Same holds for all other resources: admins want to set the total limit per user, but user should (or needs) be able to exhaust the limit in single process, otherwise it cannot be exercised fully.

The inotify event limit is just a seatbelt, not a resource that must be managed by the admin. An inotify queue cannot be allowed to grow indefinitely, there must be some limit on the amount of kernel memory committed to inotify events. So, the limit can be global or per-queue, but either way, applications must handle the possibility of drops.

Suppose the limit is global. Then yes, if there is one busy inotify application running on the system, the queue can be much deeper, but the possibility of drops is still there. The application must handle them, or else it is simply buggy. And, the admin cannot easily know which applications are using inotify, and how many inotify applications might be busy in a given workload.

If the limit is per-queue, then the queue size is fixed, and drops may occur more easily than with a global limit. But, applications have to handle drops anyway. In either scenario, inotify cannot be treated as a reliable file event notification mechanism. A per-queue limit is simpler and cheaper to implement, and one buggy application cannot starve others, so the system behaviour is more predictable. That's why I prefer this scheme.

Rather than comparing inotify queue limits with memory limits, IMO it makes more sense to compare with socket buffers. Applications cannot really control how much kernel memory is committed to a socket receive buffer, so there must be some per-buffer limit. Does it make sense to make this limit per-UID instead of per-socket? I do not really think so. Any kernel queue (inotify queue, socket buffer, etc.) should have some bounded size. When the size is per-queue, applications can be independently tuned for performance; when it is global, it is impossible to tune a single application since one has to account for unrelated resource utilization.

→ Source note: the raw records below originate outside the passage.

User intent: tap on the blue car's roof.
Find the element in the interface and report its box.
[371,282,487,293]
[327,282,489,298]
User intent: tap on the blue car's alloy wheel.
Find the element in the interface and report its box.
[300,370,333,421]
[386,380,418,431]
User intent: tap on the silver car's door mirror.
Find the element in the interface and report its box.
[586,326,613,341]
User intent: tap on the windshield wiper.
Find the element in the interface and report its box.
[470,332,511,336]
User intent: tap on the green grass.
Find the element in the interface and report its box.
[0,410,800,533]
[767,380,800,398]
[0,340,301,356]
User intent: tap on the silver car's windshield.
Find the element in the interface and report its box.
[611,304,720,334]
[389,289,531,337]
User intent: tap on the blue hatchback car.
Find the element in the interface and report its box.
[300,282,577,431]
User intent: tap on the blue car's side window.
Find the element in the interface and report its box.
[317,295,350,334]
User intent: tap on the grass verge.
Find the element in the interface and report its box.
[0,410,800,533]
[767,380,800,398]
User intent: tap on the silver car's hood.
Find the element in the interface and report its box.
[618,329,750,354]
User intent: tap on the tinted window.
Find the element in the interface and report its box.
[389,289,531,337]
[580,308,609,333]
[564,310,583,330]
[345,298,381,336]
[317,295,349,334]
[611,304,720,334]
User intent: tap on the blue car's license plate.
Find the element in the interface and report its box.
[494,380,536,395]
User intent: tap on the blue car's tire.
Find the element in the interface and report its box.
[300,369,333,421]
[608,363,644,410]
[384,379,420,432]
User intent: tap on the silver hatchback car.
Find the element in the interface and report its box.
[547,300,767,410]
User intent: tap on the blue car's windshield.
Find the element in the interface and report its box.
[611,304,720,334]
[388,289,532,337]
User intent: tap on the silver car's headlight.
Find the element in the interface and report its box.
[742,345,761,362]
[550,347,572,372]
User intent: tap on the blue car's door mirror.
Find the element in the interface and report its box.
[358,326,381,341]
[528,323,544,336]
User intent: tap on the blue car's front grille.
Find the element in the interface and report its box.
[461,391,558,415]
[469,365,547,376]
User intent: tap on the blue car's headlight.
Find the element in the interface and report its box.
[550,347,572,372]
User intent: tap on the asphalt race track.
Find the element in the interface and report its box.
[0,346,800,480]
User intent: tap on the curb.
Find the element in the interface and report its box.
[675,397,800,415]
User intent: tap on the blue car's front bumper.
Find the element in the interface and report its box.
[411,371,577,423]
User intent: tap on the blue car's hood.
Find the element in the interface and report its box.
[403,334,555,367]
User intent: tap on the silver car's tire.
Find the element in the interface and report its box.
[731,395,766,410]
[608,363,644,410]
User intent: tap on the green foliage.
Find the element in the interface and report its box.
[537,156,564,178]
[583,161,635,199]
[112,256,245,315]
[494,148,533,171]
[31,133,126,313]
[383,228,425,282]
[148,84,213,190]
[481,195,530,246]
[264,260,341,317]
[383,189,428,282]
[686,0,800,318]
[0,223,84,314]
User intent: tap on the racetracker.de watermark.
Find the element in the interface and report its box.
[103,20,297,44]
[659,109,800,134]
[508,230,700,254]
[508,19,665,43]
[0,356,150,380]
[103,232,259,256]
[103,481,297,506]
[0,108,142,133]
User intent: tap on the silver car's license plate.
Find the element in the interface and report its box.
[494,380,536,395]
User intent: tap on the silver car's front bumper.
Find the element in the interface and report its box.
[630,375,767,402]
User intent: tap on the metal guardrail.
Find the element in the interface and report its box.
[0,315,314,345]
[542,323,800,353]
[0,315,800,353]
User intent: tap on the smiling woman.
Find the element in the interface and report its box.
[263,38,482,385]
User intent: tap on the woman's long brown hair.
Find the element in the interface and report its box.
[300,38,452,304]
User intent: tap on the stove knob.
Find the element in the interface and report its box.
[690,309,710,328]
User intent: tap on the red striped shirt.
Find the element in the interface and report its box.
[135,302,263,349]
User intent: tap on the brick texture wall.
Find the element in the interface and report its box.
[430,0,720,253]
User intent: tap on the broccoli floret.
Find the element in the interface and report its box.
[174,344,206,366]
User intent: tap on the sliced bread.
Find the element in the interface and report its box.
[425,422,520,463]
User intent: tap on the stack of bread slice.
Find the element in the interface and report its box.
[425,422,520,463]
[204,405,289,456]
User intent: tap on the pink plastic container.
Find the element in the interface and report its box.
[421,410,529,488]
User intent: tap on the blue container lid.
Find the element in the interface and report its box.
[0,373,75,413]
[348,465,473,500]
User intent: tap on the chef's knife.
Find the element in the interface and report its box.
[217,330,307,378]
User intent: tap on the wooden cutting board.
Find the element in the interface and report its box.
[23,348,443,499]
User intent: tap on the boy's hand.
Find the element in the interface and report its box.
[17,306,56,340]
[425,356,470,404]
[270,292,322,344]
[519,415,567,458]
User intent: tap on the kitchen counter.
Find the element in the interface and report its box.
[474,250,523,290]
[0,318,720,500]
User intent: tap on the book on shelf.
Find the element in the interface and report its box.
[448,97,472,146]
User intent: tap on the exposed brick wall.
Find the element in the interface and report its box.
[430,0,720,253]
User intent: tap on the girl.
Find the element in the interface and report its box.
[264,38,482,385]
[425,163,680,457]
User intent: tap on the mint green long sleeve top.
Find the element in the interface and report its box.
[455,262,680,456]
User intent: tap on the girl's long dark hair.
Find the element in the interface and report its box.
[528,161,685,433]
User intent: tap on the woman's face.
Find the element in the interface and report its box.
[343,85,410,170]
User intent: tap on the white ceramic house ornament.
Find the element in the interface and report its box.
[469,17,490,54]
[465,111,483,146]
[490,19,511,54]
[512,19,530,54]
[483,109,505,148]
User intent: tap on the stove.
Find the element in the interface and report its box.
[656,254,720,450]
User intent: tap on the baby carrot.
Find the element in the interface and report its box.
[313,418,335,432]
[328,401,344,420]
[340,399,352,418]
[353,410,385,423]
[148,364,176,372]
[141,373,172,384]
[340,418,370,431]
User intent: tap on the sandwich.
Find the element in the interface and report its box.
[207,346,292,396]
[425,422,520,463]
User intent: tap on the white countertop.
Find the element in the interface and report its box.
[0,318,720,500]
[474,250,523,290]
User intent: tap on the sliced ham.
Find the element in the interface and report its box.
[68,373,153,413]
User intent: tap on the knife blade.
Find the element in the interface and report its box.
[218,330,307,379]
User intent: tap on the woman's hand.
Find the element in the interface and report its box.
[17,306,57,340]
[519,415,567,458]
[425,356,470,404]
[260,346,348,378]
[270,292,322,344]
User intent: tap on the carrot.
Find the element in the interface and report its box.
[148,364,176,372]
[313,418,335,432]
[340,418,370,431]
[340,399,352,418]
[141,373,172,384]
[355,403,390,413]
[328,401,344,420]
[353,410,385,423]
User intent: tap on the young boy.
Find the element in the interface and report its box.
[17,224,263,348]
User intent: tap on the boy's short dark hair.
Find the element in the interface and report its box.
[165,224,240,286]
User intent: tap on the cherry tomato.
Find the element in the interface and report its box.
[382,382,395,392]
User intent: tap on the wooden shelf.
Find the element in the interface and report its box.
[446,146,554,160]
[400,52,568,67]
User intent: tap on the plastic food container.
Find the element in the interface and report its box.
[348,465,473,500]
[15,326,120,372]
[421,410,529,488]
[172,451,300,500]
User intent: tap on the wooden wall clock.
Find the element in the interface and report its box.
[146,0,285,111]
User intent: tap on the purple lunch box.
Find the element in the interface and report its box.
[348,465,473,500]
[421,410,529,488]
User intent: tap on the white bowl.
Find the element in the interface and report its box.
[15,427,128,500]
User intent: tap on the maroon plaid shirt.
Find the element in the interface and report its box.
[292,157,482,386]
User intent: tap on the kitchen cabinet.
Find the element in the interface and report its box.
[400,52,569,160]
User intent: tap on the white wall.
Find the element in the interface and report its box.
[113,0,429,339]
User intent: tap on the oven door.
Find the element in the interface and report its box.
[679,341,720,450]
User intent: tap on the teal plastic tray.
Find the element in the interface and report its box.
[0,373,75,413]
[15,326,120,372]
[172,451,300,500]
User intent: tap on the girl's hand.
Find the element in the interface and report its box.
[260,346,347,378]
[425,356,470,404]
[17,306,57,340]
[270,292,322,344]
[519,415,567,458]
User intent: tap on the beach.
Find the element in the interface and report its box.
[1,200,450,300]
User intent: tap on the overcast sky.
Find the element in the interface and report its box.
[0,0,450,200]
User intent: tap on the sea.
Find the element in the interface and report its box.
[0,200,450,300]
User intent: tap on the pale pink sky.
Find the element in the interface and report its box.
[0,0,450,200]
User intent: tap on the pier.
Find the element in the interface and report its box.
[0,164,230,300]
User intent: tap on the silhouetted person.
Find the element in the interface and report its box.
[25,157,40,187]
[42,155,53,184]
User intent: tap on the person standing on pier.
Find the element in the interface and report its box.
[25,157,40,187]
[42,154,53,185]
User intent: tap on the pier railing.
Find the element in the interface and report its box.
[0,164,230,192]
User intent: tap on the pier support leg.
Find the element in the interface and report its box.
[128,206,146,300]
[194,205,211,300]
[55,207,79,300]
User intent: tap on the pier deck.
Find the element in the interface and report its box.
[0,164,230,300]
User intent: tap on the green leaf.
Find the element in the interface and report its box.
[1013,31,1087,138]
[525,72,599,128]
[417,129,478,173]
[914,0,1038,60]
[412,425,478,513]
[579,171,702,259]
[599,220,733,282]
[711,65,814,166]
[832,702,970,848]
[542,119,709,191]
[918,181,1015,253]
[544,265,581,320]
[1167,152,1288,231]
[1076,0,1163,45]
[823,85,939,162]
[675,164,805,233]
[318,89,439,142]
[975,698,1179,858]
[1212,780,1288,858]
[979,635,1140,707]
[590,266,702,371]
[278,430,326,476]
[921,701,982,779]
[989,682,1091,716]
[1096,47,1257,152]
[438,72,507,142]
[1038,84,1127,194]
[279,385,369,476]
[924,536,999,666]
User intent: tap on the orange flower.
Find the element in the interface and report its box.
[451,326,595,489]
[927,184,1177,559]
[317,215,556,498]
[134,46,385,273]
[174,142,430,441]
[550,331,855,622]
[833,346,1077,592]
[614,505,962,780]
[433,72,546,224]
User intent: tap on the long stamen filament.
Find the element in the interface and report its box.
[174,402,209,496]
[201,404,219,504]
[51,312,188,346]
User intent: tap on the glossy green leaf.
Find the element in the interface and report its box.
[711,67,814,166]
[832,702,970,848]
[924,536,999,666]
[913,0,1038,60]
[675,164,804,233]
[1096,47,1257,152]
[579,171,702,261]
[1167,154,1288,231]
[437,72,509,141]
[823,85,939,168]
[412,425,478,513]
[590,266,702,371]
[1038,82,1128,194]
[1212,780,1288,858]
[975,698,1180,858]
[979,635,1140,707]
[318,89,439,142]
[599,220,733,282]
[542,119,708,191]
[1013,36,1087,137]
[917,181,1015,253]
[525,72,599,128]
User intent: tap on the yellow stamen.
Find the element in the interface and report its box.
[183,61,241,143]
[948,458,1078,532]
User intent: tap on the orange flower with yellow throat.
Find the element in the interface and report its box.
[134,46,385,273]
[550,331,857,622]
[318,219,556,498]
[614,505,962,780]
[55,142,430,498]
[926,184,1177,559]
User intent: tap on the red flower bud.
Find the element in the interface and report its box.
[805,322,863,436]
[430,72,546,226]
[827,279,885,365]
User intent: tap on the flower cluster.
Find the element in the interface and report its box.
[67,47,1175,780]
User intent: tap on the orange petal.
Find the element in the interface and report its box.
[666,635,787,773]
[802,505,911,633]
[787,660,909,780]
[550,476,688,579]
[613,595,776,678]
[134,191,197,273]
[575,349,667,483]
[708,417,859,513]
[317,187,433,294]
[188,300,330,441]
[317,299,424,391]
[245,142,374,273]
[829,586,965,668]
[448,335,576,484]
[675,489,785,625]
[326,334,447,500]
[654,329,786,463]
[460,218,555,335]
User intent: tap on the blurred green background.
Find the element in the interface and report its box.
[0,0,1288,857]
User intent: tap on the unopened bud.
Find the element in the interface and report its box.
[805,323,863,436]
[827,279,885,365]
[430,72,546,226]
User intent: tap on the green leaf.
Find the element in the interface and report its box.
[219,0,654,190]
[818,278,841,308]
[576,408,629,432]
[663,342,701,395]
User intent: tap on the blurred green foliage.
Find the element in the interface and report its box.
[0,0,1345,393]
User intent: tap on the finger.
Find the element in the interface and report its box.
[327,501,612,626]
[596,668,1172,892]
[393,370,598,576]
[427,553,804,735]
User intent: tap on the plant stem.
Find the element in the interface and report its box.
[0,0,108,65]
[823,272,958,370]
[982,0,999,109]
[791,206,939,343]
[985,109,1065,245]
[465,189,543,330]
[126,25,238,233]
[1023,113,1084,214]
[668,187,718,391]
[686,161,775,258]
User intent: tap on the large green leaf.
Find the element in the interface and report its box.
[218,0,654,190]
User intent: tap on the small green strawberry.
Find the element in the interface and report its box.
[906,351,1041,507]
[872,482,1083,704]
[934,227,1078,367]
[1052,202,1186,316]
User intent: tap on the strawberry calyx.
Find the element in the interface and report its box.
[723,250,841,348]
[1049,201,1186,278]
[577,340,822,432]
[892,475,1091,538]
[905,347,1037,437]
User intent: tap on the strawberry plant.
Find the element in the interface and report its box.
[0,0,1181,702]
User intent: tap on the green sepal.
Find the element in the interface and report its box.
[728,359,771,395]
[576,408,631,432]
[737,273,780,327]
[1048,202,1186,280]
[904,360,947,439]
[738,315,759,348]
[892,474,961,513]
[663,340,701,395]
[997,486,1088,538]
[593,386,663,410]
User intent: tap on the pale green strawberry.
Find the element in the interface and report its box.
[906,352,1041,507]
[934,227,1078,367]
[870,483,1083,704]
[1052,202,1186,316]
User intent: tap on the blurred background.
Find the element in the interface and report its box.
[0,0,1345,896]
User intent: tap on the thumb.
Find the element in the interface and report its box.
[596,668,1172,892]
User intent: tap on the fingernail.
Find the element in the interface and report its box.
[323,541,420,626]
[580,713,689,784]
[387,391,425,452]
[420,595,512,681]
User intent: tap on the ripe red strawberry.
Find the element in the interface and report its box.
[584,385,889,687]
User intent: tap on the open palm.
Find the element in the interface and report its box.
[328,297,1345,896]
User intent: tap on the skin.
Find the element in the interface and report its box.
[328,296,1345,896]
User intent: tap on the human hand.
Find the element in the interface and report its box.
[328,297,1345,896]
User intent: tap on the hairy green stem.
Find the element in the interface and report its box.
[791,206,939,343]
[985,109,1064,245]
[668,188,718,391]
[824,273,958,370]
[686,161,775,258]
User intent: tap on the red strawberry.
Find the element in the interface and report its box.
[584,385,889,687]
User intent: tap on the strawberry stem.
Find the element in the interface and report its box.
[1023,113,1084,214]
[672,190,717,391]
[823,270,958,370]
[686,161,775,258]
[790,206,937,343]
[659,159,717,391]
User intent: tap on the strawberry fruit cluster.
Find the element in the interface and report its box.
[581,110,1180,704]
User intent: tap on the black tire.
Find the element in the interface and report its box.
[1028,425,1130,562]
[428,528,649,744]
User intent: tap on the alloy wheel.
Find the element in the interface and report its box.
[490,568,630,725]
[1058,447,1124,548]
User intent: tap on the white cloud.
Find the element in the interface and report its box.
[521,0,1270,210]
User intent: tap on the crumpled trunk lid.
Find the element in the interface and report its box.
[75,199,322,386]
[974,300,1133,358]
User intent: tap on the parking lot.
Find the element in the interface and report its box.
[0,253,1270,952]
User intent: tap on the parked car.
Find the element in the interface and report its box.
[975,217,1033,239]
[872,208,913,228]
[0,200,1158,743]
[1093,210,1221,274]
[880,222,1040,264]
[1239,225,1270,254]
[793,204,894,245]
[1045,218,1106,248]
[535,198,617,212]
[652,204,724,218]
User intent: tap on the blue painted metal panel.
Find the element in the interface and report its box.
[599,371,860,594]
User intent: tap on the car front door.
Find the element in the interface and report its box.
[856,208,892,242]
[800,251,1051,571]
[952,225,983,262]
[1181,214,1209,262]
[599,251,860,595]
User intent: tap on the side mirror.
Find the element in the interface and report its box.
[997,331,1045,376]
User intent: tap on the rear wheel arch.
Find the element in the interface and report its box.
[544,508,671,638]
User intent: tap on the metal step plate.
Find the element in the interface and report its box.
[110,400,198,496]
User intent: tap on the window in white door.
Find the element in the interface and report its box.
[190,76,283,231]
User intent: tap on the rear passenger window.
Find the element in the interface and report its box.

Same holds for all other resources: admins want to set the total limit per user, but user should (or needs) be able to exhaust the limit in single process, otherwise it cannot be exercised fully.

But sometimes "exercised fully" is not important. One (IMHO valid) use for per-process RLIMIT_AS that I have seen in production was to ensure that a memory leak in a daemon does not result in memory pressure in the kernel or other parts of the system (composed of several dozen daemons). In this situation, a global limit was in fact undesirable: a buggy daemon should not trigger mmap() failures in unrelated services, instead it should die quickly and automatically get restarted. So, setting RLIMIT_AS to 2GB in each daemon process worked fine in practice.